The core of the Corporation of Labor is the following:
- It is a form of incorporation in which workers in the company own more than 50% of the shares in the company;
- No single person (employee or outsider) generally can own more than 1/3 of the stock in the company (one exception – when a public organization takes partial ownership, it can hold up to 49%); and
- No more than 25% of the hours worked by permanent employees of the company can be worked by non-owners in companies with fewer than 25 employee shareholders and no more than 15% of the hours can be worked by permanent employees in companies with more than 25 employee owners, i.e., employee owners have to provide at least 75% of the hours worked in smaller companies and more than 85% in larger companies.
The SLs are part of the "social economy," says Hernandez. They seek "balance between human and business development" and to create "an equilibrium between capital and labor."
SLs come in two varieties. The first is the regular Corporation of Labor (Sociedad Anonima Laboral) which originated as a way to buy companies threatened by shutdown or job loss. It dates in practice to the late 1970s in worker buyouts, and was accorded separate legal status through 1986 legislation; it requires a minimum capitalization of 60,000 Euros (about $80,000 at the current exchange rate of €1 = roughly $1.35). The second is the Limited Liability Corporation of Labor, established in 1997, which requires a minimum capitalization of 3,000 Euros and is appropriate to new start-ups. So easy to establish are the SLs that roughly 3 out of 4 employee-owned start ups in the Basque region now take that legal form.
In Spain as a whole, there are 2600 of the former, employing 38,000, and 17,700 of the latter, employing 93,000. So average employment is low (under 7) but total employment is a respectable 130,000.
While Sociedades Laborales have modest tax benefits (primarily for incorporation and transfer taxes), their real appeal since 1985 is that employees can receive their unemployment compensation (24 months in Spain and between €24,000 and €30,000, depending on the number of children the unemployed worker has) in a lump sum to recapitalize the company or to start a new company.
Capitalizing new firms: Financial and social capital
There are two major problems in starting new businesses: (1) capitalizing the firm (financial capital), and (2) building a reliable group of employees who can work together successfully (social capital).
("Social capital" is the relations of collaboration and trust between the employees that grew out of years of working together in an existing business. It’s lost automatically in plant shutdowns and takes years to rebuild. The failure to do so successfully is one of the major causes of new business failure in the US.)
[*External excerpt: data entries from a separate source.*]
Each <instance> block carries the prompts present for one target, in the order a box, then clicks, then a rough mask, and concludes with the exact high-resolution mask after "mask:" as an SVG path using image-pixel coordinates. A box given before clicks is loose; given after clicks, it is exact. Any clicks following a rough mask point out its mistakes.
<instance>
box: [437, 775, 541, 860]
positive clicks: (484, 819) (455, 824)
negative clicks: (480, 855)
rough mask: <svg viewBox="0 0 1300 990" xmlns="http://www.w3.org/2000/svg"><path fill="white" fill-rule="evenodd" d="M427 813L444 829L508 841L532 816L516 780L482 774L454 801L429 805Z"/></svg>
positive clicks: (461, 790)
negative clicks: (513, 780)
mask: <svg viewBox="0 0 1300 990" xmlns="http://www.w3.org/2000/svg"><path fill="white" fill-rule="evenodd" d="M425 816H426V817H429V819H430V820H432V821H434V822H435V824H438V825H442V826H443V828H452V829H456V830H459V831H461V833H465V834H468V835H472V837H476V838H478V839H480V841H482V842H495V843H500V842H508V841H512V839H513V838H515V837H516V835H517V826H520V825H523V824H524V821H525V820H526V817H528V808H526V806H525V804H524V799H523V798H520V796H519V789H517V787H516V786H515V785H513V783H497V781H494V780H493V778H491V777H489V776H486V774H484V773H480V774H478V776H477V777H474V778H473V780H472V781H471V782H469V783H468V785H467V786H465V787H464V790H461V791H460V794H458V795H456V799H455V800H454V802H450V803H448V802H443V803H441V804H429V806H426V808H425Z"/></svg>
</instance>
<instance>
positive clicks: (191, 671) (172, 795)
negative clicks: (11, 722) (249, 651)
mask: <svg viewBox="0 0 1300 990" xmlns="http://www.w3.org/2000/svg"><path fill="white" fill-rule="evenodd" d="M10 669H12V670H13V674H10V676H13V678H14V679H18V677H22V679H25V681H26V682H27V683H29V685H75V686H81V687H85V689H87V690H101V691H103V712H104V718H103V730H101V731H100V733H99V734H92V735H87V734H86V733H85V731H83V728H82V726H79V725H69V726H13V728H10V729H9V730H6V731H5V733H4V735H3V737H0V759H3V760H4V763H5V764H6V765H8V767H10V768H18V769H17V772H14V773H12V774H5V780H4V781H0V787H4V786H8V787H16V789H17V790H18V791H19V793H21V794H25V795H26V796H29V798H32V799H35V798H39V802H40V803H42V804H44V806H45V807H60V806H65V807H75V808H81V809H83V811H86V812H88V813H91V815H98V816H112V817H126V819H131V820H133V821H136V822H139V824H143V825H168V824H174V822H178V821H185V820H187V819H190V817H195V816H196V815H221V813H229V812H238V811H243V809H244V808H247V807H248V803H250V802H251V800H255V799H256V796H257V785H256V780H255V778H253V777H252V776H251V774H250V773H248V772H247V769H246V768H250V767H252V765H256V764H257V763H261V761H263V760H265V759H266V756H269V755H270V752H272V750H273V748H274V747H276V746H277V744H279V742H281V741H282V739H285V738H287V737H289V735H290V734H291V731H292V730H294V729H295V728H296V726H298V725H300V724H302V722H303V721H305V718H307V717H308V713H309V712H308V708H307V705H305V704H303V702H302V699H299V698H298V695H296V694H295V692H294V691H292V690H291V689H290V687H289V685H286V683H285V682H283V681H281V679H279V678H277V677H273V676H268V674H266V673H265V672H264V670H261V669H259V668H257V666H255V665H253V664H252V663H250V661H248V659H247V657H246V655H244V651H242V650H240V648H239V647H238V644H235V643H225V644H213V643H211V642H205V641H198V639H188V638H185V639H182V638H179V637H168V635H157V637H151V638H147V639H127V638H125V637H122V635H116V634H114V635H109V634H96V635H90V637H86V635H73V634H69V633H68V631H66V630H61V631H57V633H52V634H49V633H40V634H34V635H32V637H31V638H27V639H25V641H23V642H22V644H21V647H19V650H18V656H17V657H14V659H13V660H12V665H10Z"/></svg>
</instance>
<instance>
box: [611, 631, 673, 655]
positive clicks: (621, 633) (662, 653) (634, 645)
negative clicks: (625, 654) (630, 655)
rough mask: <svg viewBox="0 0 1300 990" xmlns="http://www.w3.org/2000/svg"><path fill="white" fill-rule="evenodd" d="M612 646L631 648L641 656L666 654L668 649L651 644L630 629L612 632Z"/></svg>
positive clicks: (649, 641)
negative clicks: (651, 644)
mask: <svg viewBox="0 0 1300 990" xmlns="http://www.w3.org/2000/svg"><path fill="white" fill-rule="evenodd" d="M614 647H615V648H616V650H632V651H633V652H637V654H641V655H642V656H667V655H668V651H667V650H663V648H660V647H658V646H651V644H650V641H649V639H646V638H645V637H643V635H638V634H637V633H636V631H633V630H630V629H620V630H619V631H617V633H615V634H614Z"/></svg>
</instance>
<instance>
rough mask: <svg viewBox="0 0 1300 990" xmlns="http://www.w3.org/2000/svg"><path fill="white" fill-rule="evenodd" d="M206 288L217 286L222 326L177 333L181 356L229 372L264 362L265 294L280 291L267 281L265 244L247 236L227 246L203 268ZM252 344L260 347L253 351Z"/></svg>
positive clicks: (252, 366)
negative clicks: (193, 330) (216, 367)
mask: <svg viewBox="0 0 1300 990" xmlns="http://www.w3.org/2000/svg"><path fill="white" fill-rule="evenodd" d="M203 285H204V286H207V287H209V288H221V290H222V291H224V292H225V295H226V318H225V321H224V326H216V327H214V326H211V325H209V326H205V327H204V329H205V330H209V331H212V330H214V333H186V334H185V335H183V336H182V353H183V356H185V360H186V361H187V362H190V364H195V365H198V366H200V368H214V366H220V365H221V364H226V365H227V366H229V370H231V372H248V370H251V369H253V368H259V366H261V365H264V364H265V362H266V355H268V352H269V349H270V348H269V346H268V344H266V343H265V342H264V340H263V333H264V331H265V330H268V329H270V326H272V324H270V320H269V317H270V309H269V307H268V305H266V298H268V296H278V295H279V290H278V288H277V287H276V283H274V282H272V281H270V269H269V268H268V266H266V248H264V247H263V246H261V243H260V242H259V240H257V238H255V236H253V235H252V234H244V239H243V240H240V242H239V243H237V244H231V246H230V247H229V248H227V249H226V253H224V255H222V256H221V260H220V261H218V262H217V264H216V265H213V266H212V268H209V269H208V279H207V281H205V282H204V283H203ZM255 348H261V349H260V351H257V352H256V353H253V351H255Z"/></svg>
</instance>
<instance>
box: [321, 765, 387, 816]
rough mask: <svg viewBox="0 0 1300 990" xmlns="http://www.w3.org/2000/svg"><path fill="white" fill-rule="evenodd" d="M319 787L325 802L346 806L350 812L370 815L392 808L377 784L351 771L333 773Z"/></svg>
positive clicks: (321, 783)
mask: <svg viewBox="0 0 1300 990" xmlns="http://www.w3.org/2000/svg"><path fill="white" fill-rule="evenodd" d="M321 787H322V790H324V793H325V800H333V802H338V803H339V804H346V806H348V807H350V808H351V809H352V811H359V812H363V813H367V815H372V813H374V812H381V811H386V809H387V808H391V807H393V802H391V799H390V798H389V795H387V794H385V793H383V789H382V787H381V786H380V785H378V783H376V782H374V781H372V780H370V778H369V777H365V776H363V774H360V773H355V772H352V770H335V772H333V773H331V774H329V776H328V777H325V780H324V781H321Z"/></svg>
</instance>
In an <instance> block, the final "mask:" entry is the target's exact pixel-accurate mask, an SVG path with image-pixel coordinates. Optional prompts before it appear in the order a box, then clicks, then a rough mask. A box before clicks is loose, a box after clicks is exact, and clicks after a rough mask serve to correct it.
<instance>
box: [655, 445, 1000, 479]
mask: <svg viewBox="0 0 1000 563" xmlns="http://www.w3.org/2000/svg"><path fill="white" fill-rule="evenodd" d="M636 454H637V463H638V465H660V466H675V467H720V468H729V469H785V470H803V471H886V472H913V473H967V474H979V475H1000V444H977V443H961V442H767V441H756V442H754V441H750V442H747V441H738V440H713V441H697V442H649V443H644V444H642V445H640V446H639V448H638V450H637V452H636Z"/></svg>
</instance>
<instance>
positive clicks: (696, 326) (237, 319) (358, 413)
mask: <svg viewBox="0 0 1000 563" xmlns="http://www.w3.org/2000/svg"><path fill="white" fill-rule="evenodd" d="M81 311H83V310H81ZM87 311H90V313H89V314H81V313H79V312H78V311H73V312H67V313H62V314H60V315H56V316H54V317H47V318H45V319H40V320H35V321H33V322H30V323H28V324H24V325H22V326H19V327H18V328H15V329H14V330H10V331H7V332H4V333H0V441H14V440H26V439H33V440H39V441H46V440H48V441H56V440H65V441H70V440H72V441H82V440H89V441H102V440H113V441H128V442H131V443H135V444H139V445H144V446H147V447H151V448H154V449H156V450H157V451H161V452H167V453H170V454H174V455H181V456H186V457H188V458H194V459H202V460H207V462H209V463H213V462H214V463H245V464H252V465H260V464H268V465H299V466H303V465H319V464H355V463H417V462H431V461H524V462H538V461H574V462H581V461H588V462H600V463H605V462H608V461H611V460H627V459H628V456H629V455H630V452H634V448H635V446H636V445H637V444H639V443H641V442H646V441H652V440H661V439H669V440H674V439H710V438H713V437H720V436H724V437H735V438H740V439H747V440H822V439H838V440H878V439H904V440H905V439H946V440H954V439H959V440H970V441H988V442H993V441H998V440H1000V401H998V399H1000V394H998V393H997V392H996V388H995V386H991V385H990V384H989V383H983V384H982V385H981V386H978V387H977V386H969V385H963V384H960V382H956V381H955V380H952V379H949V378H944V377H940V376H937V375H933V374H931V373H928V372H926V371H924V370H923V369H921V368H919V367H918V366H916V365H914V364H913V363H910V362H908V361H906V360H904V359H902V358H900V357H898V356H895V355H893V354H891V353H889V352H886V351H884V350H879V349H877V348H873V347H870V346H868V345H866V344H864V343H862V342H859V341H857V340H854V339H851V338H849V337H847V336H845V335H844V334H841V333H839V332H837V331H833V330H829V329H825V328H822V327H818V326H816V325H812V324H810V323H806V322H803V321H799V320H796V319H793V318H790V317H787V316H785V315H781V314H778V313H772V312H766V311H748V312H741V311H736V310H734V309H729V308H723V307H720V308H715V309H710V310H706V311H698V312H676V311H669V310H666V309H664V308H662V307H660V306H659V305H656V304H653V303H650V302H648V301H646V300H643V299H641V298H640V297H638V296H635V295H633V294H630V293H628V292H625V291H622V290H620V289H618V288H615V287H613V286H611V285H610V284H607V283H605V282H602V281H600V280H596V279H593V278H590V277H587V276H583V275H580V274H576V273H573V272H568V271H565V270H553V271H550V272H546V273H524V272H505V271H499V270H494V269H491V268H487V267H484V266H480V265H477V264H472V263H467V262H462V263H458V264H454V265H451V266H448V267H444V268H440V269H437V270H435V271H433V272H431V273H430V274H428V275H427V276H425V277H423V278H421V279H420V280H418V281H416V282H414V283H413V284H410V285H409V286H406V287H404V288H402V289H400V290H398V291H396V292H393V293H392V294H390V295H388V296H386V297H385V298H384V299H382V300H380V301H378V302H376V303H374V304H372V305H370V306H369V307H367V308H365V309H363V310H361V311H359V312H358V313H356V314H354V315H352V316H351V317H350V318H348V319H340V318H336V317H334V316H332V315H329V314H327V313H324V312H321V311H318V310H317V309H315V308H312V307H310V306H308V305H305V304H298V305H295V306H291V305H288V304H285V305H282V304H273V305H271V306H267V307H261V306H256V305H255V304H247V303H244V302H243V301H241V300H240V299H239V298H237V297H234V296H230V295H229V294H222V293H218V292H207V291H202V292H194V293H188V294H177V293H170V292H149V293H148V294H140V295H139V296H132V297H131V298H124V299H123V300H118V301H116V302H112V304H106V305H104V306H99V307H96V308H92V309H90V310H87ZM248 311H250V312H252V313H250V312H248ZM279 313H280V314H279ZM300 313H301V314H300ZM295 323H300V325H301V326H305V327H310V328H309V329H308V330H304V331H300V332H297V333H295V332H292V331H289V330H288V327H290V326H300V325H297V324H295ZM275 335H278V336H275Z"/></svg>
Beginning in the late 1970s, Spain began encouraging groups of employees who lost their jobs to shutdowns or layoffs to jointly start new employee-owned businesses, saving social capital for the new business, and converting worker financial rights into capital for new business start ups.
The initial mechanism for capitalizing new firms was lump-sum distribution of severance pay in shutdown or layoff situations. (Spain had a general system of severance pay for valid dismissals – today it is 20 days’ wages for each year of service up to a maximum of 12 months’ pay.) Obviously bankrupt businesses that are shutting are not going to pay severance to their workers, so the Ministry of Labor lent the employees their severance to help capitalize the new business. Today there’s a national severance insurance fund which can provide severance pay when companies can’t.
Beginning in 1985, the government also provided lump-sum distribution of unemployment compensation to employees in major permanent layoff/shutdown situations to help capitalize new employee-owned companies through co-ops or Labor Corporations. In order for the employee group to receive lump-sum distributions, they needed to have a viable business plan to resuscitate their shut firm or to start a new employee-owned company. The plan has to have been vetted by a reputable cooperative or SL development program and to pass the scrutiny of the unemployment compensation system. The unemployment compensation system continues to monitor the new employee-owned business for three years.
The funds are used to capitalize or recapitalize the business and to provide working capital (including wages) in the start-up or restart phase. Obviously this system also reduces long-term unemployment by creating new businesses.
What’s to keep us from trying a pilot program like this in Ohio?
Support system for employee-owned start-ups
One of the truly astonishing aspects of the Spanish system of employee ownership start-ups is the intense level of services provided by various employee-ownership business development centers. They are well staffed and provide services that go far beyond what our Small Business Development Centers provide.
And they have an extraordinary success rate assisting employee groups with adequate social and financial capital: only about 1 in 5 cooperative business start-ups fail in the first five years, as contrasted with about 4 out of 5 conventionally owned business start-ups in the US.